You need to make sure that for a sufficiently long time, the DNA molecule is stagnant, so that you can measure, over and over, a particular set of bases that are dwelling in the right place in front of a detector. The detector could be the DNA transistor itself or it could be somewhere else. Within the pore, we could use the electrodes as part of the detector, or we can use slightly removed — but still in the pore — additional electrodes that operate as sensors to identify the nucleoside bases.
What are the challenges you still need to overcome to get to that point?
We are making a first effort to control the translocation of the DNA, and in a second stage, we will concentrate on the sensing part. There are many groups that are working on the problem of sensing the DNA, using nanowires or other nanotechnologies. We are hoping that we will learn from the research these other groups are doing. At the same time, we believe that we have a good solution when it comes to translocation control. Both aspects are necessary.
Are you collaborating with other groups on the DNA transistor project?
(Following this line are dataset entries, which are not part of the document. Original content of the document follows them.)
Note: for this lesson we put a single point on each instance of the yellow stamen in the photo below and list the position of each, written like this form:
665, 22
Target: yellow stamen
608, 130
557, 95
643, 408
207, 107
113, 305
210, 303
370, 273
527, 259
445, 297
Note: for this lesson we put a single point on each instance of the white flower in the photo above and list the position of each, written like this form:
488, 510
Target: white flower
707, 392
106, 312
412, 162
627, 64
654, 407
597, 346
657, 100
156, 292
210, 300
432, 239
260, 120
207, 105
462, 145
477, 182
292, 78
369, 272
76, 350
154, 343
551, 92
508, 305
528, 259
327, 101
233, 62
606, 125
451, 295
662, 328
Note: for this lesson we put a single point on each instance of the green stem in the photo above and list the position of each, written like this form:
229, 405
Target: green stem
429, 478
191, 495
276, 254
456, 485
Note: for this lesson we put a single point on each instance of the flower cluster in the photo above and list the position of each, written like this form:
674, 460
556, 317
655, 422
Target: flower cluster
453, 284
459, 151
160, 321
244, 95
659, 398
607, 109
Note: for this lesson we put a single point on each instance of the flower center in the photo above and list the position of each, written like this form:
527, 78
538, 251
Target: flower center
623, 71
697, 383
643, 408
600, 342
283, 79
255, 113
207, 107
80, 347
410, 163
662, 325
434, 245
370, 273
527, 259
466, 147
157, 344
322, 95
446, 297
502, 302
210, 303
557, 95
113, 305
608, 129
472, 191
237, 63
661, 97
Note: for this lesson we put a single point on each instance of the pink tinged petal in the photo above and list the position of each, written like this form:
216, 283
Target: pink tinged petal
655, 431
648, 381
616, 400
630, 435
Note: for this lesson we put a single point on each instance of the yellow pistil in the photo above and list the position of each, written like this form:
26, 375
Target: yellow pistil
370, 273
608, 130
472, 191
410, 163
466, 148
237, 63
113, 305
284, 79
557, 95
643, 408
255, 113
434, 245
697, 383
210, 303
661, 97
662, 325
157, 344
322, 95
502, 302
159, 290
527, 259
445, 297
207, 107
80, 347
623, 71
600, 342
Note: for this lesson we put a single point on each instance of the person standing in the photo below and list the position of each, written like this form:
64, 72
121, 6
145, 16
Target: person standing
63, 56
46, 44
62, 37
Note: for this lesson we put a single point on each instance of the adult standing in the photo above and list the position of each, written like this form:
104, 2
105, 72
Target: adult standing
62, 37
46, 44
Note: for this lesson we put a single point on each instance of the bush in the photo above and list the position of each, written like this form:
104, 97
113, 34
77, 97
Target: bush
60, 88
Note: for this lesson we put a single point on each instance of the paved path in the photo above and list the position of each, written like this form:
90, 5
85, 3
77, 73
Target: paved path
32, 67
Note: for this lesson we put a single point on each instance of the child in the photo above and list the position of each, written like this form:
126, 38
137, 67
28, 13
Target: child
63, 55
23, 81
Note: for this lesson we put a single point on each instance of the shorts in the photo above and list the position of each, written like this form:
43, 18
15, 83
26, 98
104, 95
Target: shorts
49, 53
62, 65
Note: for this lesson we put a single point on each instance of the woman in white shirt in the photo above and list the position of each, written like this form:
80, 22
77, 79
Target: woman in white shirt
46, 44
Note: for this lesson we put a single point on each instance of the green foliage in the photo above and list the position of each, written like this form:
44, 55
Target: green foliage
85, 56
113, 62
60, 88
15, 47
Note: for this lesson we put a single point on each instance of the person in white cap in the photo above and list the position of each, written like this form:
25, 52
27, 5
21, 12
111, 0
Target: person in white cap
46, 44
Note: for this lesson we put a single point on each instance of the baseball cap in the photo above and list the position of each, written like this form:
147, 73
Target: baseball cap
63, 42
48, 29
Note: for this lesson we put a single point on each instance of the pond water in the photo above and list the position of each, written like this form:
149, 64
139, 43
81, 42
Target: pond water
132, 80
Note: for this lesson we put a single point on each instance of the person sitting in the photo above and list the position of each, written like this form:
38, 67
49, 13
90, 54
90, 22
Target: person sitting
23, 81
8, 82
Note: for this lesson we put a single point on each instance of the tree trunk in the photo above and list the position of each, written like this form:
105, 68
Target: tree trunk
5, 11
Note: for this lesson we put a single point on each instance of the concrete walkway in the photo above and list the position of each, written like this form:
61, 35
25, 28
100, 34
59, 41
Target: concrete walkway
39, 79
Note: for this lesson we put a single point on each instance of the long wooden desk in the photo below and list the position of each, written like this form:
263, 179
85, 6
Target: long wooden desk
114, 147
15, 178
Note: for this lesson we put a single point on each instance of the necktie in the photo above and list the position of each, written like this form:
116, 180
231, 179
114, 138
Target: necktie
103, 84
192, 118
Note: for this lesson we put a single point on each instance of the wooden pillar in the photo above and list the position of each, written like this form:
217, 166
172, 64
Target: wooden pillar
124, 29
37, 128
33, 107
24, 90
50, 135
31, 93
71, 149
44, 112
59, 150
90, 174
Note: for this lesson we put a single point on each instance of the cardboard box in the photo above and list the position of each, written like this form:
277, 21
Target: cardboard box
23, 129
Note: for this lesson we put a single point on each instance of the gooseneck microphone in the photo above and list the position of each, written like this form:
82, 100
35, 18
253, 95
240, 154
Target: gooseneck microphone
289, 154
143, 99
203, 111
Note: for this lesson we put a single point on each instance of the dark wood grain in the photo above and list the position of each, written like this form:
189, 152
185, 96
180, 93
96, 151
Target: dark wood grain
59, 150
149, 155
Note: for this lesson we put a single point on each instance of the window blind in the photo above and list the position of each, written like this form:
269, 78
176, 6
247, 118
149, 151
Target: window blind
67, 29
We plan to collaborate but we have not established these collaborations. But we are looking forward to collaborate with a number of groups — some groups have solutions for sensing.
Several groups are working on developing DNA nanopore sequencing commercially. What is IBM's intellectual property position in this field?
We are building our portfolio. We are more or less a recent entrant in this field, compared to the earlier patents. Our main patent [on the DNA transistor] is in the works, we have filed it, it's published, and we expect it to issue soon.
What are your plans for commercializing this technology?
We are in discussions with some potential partners. We hope those discussions will pan out eventually, and we will announce that in due course.
How long will it take for this to become a feasible device to sequence DNA?
We hope to have a prototype in something like three years. If the prototype works as expected, probably we need a couple of more years for something a little bit more commercializable.